I don’t know how I would cope with being on-call officially, whether I’d be able to relax and forget about it or remain a ball of anxiety throughout.

Kevan Carstensen • Oct 15 '20

I've worked at a few places without an official on-call rotation (save for informal "who is available on thanksgiving?" spreadsheets). I felt like I was always on-call, which made it really hard to unplug. Would not do this again.

My current company has a small rotation of engineers who get paged in the middle of the night for critical system-level issues. The pages are infrequent (a few times/quarter) and actionable/important. The people on the rotation have enough general knowledge of our systems to deal with the pages. We have tooling wired into our PagerDuty config so non-engineers can page the right people if they need help or spot something wrong. It works really well. Getting paged is still a downer, but trustworthy monitoring/alerting and clear expectations about who deals with pages is a big help in terms of being able to unplug (I very rarely feel the temptation to check Slack on Saturday afternoon "just in case", for example).

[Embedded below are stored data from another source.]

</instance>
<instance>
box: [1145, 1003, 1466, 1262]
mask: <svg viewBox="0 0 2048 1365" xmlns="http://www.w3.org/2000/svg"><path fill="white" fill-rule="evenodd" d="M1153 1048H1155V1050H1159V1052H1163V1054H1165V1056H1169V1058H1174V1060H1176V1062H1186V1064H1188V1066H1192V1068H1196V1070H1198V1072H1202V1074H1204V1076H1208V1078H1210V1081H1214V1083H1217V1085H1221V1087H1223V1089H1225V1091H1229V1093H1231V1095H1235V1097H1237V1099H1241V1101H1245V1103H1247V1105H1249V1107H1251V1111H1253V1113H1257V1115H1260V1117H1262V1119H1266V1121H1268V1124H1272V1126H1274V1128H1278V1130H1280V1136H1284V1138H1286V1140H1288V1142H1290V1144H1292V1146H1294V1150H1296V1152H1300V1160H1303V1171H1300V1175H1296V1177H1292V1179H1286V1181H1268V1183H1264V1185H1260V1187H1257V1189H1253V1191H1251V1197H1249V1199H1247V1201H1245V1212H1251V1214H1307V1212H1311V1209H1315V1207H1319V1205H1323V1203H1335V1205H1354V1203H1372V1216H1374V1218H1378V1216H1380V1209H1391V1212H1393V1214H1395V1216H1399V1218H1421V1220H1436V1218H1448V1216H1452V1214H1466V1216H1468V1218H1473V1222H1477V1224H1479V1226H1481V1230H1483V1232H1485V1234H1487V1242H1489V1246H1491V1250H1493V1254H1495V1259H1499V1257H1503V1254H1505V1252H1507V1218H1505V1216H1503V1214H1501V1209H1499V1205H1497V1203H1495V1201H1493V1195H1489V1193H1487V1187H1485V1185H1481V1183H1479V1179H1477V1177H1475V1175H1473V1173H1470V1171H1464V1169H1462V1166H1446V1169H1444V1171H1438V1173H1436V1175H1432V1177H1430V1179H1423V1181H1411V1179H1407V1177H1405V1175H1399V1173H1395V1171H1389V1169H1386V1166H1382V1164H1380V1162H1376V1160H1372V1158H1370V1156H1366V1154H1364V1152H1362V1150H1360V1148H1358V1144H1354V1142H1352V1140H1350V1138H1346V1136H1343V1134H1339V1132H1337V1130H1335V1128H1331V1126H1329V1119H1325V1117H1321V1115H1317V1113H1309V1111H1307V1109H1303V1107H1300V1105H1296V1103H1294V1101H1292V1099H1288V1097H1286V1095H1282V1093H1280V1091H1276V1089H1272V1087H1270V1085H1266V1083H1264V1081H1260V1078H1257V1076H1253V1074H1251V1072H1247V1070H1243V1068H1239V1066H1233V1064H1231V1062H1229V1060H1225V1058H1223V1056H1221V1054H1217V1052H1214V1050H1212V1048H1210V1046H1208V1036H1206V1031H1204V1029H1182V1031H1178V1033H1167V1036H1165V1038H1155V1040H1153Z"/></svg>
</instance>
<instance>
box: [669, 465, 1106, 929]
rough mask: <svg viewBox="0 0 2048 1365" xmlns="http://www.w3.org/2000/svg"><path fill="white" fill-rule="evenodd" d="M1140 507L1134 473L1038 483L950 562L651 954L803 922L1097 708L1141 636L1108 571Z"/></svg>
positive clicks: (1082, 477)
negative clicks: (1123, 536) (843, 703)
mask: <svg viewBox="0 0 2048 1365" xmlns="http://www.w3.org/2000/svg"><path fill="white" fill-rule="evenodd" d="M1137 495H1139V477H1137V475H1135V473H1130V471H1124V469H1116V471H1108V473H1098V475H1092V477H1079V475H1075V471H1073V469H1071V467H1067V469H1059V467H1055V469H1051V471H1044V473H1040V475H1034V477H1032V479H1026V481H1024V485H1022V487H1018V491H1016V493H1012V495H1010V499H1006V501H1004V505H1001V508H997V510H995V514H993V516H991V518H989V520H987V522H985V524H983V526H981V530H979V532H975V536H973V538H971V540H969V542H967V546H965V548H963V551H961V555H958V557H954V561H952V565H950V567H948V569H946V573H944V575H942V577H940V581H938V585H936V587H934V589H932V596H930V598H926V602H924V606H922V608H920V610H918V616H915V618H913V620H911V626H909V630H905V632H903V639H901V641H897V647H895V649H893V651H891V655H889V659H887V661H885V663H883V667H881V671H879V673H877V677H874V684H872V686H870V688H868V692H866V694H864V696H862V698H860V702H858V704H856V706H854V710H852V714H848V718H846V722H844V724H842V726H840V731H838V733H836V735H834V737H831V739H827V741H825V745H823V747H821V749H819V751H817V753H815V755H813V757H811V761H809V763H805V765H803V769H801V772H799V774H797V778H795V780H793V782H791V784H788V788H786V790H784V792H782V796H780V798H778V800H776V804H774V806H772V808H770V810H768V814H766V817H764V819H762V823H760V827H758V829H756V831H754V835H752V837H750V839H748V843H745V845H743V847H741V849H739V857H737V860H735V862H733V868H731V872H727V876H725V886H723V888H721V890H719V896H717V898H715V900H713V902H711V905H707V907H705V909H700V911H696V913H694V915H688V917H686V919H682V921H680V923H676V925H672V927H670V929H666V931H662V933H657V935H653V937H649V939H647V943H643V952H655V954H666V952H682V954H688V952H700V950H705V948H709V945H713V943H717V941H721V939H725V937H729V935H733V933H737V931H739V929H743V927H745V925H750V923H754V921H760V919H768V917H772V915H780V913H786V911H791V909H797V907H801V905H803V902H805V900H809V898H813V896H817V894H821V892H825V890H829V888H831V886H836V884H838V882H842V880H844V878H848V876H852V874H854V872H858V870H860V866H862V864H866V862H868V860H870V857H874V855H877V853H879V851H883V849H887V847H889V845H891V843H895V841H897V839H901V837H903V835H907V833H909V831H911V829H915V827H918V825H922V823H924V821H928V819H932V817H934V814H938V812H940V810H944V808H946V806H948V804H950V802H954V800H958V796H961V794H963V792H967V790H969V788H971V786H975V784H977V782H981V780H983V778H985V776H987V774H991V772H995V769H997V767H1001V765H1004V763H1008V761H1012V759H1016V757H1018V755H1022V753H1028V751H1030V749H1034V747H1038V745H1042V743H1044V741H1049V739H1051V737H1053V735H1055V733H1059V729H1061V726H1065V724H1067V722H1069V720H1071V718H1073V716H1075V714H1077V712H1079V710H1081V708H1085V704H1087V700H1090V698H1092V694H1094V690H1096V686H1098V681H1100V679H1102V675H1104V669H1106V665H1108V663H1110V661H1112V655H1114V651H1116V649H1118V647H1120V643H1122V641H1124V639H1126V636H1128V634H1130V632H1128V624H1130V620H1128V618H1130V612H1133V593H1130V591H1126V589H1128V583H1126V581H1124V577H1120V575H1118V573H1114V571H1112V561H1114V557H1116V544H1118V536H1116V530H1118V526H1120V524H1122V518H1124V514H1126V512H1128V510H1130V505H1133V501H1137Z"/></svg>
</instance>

I've heard of some places offering extra pay for people who opt-in to the on-call rotation. I like this idea (it's like paying literal interest to service tech debt), and it's something I'd ask for if I worked somewhere where I was paged multiple times per rotation.

Ben Sinclair • Oct 15 '20

I used to do this as a sysadmin, and these days I sometimes do it as a developer.
It's ok.

Don't let them make you do it on the regular without getting paid for it!

shelby spees (she/her) • Oct 15 '20

Definitely, the expectations need to be set up-front and pay negotiated to reflect the extra work, either as an overall salary increase or as overtime pay for non-exempt workers.